I pace the floor of the kitchen, my veins bubbling with frustration at how I don’t know how to get rid of all these insecurities and the self-doubt that is running through my head and keeping me awake at night. I picture Rachel in my head, comparing her tall, willowy figure to my ordinary, average Joe height even when in heels; her tanned and toned legs, and her solid gold trimmings. She looks as if she hasn’t had a day of hardship in her whole life. She looks as if she was born with one of those gold bracelets on her arm. How could Aidan love someone like her and then claim to love someone the very opposite, like me?

‘That’s like saying how could you marry someone like Jude and then be with someone like me?’ he retorts, scoring a point that makes absolute sense.
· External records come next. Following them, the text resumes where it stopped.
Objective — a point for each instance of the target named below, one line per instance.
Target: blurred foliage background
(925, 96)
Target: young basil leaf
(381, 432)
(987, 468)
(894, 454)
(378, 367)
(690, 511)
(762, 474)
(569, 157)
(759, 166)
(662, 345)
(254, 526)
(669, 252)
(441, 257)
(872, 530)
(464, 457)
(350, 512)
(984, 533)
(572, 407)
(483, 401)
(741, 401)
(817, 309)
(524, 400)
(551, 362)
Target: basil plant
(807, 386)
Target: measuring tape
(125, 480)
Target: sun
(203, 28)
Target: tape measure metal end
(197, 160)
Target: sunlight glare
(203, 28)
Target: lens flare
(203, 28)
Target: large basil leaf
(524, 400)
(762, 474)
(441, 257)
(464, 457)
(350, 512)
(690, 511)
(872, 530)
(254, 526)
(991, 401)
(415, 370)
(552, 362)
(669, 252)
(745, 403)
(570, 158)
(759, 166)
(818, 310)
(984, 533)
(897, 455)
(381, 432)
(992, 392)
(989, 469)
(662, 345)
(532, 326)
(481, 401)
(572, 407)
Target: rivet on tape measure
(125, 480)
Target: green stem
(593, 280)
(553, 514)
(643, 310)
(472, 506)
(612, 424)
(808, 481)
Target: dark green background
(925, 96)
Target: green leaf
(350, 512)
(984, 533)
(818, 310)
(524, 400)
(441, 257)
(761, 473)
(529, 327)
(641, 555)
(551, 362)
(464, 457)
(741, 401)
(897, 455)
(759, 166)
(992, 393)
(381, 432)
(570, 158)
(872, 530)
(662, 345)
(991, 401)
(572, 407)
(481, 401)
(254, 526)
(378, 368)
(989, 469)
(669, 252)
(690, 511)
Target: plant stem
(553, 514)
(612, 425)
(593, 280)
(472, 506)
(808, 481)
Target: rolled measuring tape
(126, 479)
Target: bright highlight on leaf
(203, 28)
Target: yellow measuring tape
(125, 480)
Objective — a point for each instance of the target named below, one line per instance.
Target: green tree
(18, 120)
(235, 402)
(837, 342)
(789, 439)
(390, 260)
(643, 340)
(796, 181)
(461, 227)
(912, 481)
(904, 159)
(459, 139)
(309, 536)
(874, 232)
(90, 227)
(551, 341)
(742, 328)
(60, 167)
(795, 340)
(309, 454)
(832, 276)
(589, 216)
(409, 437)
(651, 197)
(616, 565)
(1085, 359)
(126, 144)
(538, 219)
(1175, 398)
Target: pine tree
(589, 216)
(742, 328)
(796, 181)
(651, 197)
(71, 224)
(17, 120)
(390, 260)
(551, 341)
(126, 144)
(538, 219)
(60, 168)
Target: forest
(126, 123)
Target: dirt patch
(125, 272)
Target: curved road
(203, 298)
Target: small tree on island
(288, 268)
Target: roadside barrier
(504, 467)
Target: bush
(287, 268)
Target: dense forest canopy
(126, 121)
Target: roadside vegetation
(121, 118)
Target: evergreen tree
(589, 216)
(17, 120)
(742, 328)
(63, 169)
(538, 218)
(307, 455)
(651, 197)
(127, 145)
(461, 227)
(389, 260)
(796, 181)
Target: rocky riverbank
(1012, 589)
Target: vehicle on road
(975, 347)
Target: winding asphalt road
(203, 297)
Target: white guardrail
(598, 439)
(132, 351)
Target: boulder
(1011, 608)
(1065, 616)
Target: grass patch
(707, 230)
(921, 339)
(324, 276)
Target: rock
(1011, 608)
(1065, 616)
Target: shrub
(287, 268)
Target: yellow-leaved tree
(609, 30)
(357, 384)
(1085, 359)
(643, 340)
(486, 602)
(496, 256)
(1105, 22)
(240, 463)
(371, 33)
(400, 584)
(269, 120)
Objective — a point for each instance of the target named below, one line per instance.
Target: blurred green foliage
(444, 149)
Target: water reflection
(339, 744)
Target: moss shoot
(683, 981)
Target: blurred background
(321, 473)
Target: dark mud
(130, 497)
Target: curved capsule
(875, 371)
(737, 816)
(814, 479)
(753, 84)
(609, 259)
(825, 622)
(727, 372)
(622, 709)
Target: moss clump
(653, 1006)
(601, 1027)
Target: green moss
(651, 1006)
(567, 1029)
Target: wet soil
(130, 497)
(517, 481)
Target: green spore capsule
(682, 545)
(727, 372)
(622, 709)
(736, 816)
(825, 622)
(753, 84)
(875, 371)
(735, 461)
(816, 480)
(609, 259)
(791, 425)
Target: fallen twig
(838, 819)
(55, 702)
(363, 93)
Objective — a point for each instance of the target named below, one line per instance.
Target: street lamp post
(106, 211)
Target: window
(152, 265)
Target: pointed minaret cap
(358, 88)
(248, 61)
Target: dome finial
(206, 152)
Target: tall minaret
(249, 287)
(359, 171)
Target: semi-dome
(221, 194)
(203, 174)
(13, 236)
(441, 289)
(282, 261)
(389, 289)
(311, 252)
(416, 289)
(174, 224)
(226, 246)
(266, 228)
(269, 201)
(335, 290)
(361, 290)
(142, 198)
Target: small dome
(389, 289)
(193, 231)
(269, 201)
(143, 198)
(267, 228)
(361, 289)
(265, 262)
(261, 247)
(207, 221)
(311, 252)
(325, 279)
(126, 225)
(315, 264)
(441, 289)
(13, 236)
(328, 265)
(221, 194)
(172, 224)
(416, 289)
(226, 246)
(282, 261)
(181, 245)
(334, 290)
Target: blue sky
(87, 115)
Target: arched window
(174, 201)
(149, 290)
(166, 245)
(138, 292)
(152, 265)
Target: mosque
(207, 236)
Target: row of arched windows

I hate the person I’m becoming, but I know it all stems from the long distance between us and how it feels like for ever since we said goodbye in New York. The days are dragging on and on, my mood is dropping deeper and deeper, and I’m becoming a person I don’t know any more, or like for that matter. I even went into Mabel’s house and scoured the place for the newspaper clippings of Aidan and his life before me, to really test my own limits, and when I read about him and his ‘former beauty queen wife’ it almost sent me over the edge. It’s as if I’ve pressed the self-destruct button and I’ve lost the instructions on how to switch it off again.

‘Do you really want us to break up over this?’ Aidan asks,when I’ve pushed him as far as I can, asking questions about Rachel that bear no relevance to where we are now and how far we’ve come. ‘Just yes or no, Roisin, because I’m doing everything I can here to convince you that this is all going to be worth it one day. It won’t be like this for ever. I don’t intend it to be, and I’m sure you don’t either.’